Skip to main content
Statistics LibreTexts

4.1: Why Summarize Data?

  • Page ID
    7741
  • When we summarize data, we are necessarily throwing away information, and one might plausibly object to this. As an example, let’s go back to the PURE study that we discussed in Chapter 1. Are we not supposed to believe that all of the details about each individual matter, beyond those that are summarized in the dataset? What about the specific details of how the data were collected, such as the time of day or the mood of the participant? All of these details are lost when we summarize the data.

    We summarize data in general because it provides us with a way to generalize - that is, to make general statements that extend beyond specific observations. The importance of generalization was highlighted by the writer Jorge Luis Borges in his short story “Funes the Memorious”, which describes an individual who loses the ability to forget. Borges focuses in on the relation between generalization (i.e. throwing away data) and thinking: “To think is to forget a difference, to generalize, to abstract. In the overly replete world of Funes, there were nothing but details.”

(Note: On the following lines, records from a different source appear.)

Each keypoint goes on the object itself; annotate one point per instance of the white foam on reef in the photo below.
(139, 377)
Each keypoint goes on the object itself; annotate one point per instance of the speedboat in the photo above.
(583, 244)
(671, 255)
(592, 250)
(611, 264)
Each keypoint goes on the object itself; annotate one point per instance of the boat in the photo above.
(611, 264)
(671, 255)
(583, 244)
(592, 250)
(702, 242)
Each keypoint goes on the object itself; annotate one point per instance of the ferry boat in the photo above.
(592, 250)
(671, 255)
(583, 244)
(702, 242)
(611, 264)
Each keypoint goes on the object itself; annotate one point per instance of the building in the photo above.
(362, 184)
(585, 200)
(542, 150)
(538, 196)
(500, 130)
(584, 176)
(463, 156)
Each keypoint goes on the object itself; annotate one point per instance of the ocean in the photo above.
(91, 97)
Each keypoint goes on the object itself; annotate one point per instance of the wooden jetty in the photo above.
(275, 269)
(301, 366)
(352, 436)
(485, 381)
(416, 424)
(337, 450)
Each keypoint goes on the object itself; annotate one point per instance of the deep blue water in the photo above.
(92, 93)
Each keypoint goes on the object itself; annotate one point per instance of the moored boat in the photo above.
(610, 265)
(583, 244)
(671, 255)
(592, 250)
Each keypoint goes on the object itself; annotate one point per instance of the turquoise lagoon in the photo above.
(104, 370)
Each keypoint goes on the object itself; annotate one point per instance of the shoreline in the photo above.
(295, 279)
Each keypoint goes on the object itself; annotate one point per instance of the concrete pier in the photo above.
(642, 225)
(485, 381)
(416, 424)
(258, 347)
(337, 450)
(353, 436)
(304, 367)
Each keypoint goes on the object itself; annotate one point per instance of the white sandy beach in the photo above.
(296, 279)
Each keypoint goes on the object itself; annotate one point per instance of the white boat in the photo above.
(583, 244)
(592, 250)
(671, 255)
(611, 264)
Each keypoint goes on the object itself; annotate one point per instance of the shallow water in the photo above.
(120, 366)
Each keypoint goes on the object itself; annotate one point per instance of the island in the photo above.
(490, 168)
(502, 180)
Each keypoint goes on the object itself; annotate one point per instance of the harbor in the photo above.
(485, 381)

    Psychologists have long studied all of the ways in which generalization is central to thinking. One example is categorization: We are able to easily recognize different examples of the category of “birds” even though the individual examples may be very different in their surface features (such as an ostrich, a robin, and a chicken). Importantly, generalization lets us make predictions about these individuals – in the case of birds, we can predict that they can fly and eat worms, and that they probably can’t drive a car or speak English. These predictions won’t always be right, but they are often good enough to be useful in the world.